Kids today are frankly inundated with all types of sexual messages............from TV, media, peers, entertainers (Britney;) ) and the like. I don't think that simple exposure over a lunch to some attractive waitresses provides any more stimulus than going to a WDW pool..........where young girls and women often FLAUNT sexuality rather than serve food!!!!!:) :) :)
pollyanna
08-07-2002, 10:13 AM
Now Blondie.....I'm thinking you knew EXACTLY what reaction this post would draw from "this" board. Right?
CaliforniaDreaming
08-07-2002, 10:27 AM
Blondie, I think your decision. :) I was 12 the first (and only) time I've been there. It was with my cousin! He wanted to take me to this "great" restaurant! LOL - I've often wanted to go into the one in Lake Buena Vista (pretty close to Disney - it's on Palm Parkway), passed it many times!
Serena
08-07-2002, 11:04 AM
I think I would have done the same Blondie. My objections are not big enough to spoil the kids' day.
POLLY ANN
08-07-2002, 11:15 AM
Hey, there's nothing like peer pressure.
Buckalew
08-07-2002, 01:56 PM
Blondie,
I don't think anyone would pin the "DIS shame button" on you (do we have one of those??!!) I think you have to make your own decisions for your children and that is what you did. From anything I have ever heard you say about you and your family, you are a very good and wise mom. {{{hugs}}} to you, Blondie. :D
Saffron
08-07-2002, 02:59 PM
Buckalew said:
I think you have to make your own decisions for your children and that is what you did. From anything I have ever heard you say about you and your family, you are a very good and wise mom.
I agree. :) :) :)
John Smith1
08-08-2002, 04:49 PM
Wow, I just found this..
Hooters is a sponsor of my station and yes, I've frequented there a few times, myself. But to have a 12yo think this is the place to go or a male rite of passage of some sort, I don't think so.

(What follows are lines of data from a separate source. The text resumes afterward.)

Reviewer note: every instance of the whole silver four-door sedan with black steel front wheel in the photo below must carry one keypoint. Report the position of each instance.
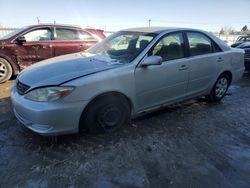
(131, 72)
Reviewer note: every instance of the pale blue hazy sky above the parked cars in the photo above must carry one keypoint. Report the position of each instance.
(209, 15)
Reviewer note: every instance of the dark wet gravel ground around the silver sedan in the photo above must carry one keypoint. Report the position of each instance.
(192, 144)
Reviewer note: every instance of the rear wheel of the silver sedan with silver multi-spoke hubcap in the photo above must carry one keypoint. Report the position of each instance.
(219, 89)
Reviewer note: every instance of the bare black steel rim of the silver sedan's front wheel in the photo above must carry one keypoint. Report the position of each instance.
(109, 117)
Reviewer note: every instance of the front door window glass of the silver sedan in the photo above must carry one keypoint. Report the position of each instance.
(170, 47)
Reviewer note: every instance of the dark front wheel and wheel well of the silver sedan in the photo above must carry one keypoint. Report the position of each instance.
(106, 114)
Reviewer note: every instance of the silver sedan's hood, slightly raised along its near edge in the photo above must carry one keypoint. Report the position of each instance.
(58, 70)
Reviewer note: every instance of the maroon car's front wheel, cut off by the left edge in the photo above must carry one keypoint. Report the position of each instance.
(5, 70)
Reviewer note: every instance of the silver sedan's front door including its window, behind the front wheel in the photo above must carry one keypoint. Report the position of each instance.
(158, 84)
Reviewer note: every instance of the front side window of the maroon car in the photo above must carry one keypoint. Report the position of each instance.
(38, 35)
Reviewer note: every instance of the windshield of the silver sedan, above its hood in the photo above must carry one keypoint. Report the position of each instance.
(123, 46)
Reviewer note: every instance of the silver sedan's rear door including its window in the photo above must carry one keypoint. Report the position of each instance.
(205, 57)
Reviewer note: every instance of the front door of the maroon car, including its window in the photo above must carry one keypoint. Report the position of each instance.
(37, 47)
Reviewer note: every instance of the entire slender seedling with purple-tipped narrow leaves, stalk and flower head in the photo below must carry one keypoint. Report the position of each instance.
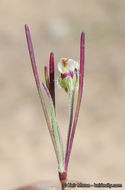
(71, 80)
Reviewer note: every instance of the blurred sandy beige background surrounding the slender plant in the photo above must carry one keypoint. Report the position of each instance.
(26, 152)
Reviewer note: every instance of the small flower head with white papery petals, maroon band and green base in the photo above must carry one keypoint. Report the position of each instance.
(69, 75)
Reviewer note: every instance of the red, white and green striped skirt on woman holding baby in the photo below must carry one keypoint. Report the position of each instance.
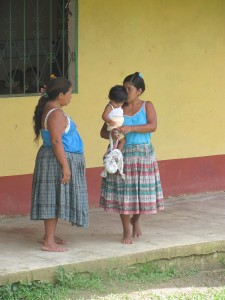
(141, 192)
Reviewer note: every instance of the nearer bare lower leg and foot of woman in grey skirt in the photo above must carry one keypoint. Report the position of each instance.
(49, 243)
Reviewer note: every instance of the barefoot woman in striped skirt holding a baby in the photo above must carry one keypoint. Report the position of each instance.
(141, 192)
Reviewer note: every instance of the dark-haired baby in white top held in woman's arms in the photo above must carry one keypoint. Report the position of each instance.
(113, 112)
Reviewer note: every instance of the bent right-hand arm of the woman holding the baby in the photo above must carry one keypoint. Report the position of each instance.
(151, 126)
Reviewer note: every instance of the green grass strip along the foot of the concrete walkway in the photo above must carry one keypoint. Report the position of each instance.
(123, 284)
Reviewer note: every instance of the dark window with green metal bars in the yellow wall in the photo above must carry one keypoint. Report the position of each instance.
(37, 39)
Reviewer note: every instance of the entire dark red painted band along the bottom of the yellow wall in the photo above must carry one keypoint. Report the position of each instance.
(178, 176)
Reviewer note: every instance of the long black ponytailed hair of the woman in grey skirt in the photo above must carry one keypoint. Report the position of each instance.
(54, 87)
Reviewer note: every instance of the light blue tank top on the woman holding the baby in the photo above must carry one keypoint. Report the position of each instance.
(137, 138)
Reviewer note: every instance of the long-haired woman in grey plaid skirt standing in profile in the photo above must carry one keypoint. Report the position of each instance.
(59, 183)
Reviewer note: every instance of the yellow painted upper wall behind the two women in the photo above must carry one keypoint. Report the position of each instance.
(179, 48)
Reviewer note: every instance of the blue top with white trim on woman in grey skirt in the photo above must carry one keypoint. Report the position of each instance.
(71, 139)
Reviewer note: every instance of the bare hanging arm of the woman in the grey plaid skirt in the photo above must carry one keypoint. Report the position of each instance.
(56, 125)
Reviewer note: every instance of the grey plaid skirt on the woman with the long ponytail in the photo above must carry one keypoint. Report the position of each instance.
(51, 198)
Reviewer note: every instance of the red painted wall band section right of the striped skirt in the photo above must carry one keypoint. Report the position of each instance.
(192, 175)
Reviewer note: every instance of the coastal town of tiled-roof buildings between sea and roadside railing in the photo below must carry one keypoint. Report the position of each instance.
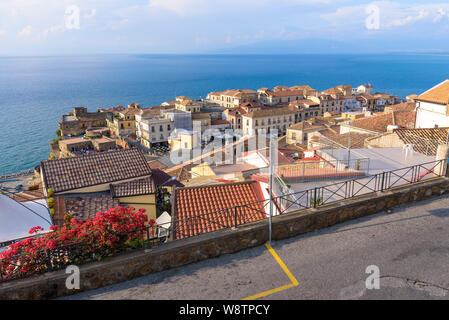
(124, 157)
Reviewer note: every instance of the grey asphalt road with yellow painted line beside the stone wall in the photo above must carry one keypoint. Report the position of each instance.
(410, 246)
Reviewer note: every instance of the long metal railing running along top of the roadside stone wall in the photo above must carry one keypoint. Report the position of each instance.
(156, 235)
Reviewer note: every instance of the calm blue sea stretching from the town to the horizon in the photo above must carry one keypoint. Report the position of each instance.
(36, 91)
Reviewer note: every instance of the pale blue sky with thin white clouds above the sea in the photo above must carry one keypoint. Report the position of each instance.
(48, 27)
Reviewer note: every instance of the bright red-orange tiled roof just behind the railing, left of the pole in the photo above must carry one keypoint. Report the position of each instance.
(204, 209)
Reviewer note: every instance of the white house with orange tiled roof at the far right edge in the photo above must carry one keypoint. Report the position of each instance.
(432, 107)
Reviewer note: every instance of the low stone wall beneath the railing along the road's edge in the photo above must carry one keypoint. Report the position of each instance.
(185, 251)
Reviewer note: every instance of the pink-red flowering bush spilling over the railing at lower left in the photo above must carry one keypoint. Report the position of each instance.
(76, 242)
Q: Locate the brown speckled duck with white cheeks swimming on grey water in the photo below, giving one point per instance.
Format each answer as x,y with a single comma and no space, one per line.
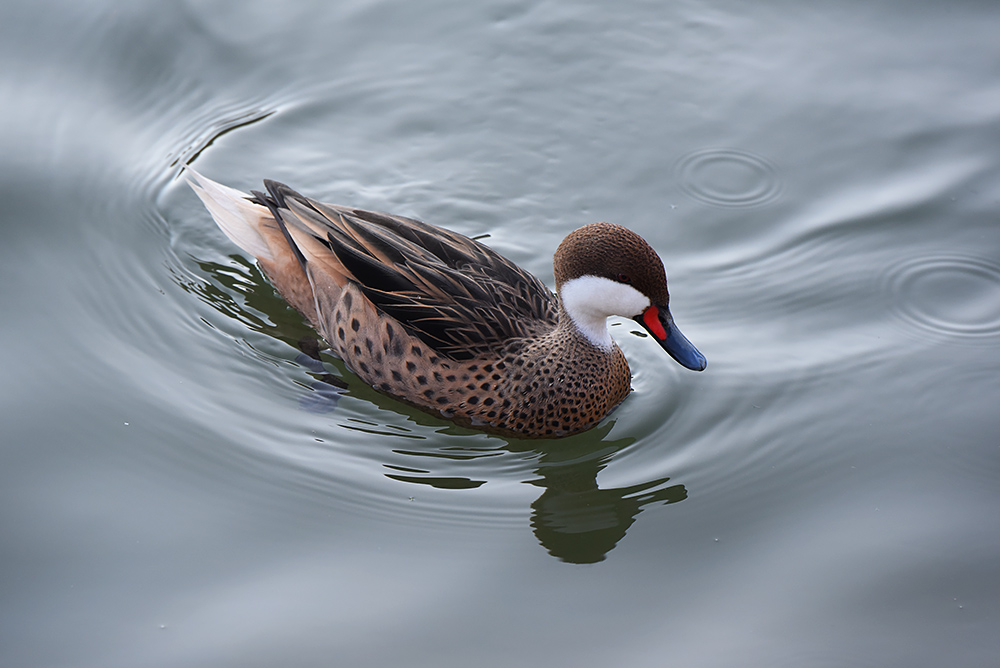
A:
446,324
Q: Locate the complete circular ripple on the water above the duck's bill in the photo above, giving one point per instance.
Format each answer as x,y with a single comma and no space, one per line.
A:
728,177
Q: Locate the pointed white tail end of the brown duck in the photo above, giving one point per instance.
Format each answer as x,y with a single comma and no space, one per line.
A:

I'm sure your kids survived the trip, though, Blondie, and kids who have been raised correctly will not all of a sudden CHANGE with one trip to this place. I think keeping them from it would've made them want to go even MORE.
My only concern is with the woman who initiated this thing. Playing the 'male role' due to a divorce? I hope she wasn't thinking that this would make her a "guy"!
My son is 7, 5 years from now I intend to make a better choice!